Kirsten describes her experience in Multimodal Composition.
Well, I remember when I first enrolled in Dr. Buckner's multimodal sound class.
I initially didn't realize that the class would be connected to sound, that we would be studying sound. And when I realized we would be, my first thought was, "Oh, no. My professor will have extra work and have to adjust things in order to meet my needs. Will she hate me? I don't know what to do. Why did I sign up for this class?"
But, the professor approached me one day and asked me if we could work together. So, I agreed. And I realized through that time that she could meet my needs. But also I could benefit from the same learning experience as my classmates.
At first I was rather surprised because, honestly, I had never encountered any other professor who was willing to put in all this work to try meet my needs. It didn't matter how much extra work, she was willing to do it and help give me the full learning experience of studying sound. So we worked together through the sound unit as the class progressed.
And I remember one day in class we were studying "Multimodality in Motion" (Yergeau et al., 2013) related to disability things. And that day when the professor showed and we were studying that it was truly an eye-opening time for all my classmates. Also, for me—I was learning from it too. Having that learning experience so far really touched and amazed my classmates. We all realized what a difference it makes. Every student's learning experience is different. It always applies to everyone differently, and that applies to sound.
In addition to dedicating a portion of the course to discussing issues of accessibility, we reviewed the course's new accessibility policy, requiring student projects provide redundant modalities and points of access for diverse users. It was not enough that these undergraduates learn how to listen or soundwrite; a new media composer needed to recognize audiences whose bodies responded differently and must attempt to design projects that can be more accessible from inception.
ENGL 429 Accessibility Policy in Syllabus (Spring 2015)
We will discuss issues of accessibility in this class, especially with consideration for users with disabilities. In the spirit of the Rehabilitation Act, I will ask that you provide texts that are accessible to individuals with disabilities in so much as it doesn't create undue hardship on your project(s). This means providing information like alt text to images, closed captioning for video, and transcripts for audio. We will explore the functional process of formatting your projects for accessibility together. As a result, I hope that you will gain an awareness of how texts are experienced uniquely with each audience.

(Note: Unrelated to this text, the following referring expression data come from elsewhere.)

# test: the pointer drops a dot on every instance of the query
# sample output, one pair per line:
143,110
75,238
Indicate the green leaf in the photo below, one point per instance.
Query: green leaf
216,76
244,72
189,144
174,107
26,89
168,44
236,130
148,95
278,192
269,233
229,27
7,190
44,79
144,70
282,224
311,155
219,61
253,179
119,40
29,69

Our class enthusiastically welcomed workshops on captioning videos, creating transcripts for sound, and locating auxiliary files in web texts for user access. Our sensory-opening experience led many students to a heightened awareness of accessibility with sound. Katie, another student in the class, responded to that week's activities on her blog, where she wrote, "It's a multimodal arrogance for a producer/consumer to think that their response to modalities is true for all. If this were true, no new thought would ever occur" (Hudson, 2014).
In sonic terms, I think this is where we drop the mic.